Nokia would be an attractive takeover target to a large extent because the cost to "buy" 25% of the global handset market would only be $22 billion based on Nokia's current market cap. Evidently, a buyer would need to pay a premium, nevertheless even $30 billion is within reach of several companies. Potential buyers would start with HTC, the fourth largest smartphone maker in the world. Its sales have doubled in both the last quarter and the last year. HTC will sell as many as 80 million handsets in 2011. The Taiwan-based company's challenge would be whether it could finance such a large deal. The other three likely bidders do not have that problem. Microsoft, which is Nokia's primary software partner, could easily buy the company and is often mentioned as a suitor. The world's largest software company recently moved furthermore into the telecom industry although its purchase of VoIP (Voice over Internet Protocol) giant Skype, which has 170 million active clients. Two other large firms have many reasons to buy Nokia.
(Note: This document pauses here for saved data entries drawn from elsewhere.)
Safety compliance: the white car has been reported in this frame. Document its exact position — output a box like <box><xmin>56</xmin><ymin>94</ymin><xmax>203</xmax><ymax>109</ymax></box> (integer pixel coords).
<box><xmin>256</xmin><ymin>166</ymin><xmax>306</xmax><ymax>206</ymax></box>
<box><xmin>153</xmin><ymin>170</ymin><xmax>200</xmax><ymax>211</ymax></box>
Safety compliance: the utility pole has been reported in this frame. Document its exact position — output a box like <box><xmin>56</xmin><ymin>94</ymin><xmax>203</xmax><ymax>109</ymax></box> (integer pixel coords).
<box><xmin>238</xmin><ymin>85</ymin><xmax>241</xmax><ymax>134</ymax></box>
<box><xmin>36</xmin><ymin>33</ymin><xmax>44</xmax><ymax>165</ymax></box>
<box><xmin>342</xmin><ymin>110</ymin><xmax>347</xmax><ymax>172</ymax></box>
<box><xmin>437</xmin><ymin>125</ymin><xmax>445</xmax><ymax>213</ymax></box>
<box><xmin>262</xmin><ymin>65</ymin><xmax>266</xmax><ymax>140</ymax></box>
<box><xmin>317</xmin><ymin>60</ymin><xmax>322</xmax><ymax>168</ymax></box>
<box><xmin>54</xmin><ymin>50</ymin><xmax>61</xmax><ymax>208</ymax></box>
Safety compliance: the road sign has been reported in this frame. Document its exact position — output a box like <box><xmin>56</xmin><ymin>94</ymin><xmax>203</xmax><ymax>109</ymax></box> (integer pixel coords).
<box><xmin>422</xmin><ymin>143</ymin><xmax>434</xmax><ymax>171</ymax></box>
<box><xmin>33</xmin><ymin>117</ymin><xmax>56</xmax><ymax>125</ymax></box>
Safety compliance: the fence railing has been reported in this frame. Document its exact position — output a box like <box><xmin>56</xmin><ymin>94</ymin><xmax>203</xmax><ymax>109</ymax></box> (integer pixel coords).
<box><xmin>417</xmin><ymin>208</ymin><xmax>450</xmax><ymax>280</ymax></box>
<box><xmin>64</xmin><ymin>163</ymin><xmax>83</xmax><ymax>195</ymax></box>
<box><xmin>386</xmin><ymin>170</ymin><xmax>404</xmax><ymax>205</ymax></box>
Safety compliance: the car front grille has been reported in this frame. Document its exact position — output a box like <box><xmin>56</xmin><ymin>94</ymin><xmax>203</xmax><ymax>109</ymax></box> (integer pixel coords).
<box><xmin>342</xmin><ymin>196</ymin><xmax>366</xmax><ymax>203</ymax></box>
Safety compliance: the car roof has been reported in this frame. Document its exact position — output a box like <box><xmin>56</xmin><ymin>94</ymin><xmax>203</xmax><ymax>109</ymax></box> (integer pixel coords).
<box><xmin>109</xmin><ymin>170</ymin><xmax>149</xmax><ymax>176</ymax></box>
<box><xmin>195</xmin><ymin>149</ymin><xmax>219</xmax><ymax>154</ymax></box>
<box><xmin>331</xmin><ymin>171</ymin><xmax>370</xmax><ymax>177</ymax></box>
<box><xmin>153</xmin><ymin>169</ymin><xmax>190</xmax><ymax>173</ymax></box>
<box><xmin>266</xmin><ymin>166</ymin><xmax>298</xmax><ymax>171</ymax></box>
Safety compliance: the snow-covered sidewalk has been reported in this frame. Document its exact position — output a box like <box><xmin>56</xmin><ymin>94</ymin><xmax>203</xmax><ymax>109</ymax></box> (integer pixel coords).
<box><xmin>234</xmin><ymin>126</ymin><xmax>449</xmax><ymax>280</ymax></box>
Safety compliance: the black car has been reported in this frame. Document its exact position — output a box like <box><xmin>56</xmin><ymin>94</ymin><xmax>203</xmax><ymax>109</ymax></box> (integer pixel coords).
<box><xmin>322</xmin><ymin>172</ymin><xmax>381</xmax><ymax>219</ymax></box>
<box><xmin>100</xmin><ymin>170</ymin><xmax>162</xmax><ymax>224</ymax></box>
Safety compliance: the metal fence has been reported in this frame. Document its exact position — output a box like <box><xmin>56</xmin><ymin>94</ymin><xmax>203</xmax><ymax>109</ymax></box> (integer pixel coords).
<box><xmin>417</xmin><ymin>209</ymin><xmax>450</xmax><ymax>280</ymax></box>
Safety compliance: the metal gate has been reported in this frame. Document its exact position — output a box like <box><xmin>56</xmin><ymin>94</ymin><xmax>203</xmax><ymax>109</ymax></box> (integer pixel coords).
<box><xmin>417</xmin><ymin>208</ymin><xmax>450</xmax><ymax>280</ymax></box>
Samsung, part of one of the largest conglomerates in Korea, has openly set a goal to be the No.1 handset company in the world by 2014. The parent company is the largest in South Korea with revenue in 2010 of $134 billion. A buyout of Nokia would launch Samsung into the position as the world's handset leader. LG Electronics, the 7th largest company in South Korea, with sales of $48 billion, is by most measures the third largest smartphone company. It has the scale and balance sheet to takeover Nokia. The only question about the Finland-based company is whether a buyer would maintain the Microsoft relationship or change to the popular Android OS to power Nokia phones.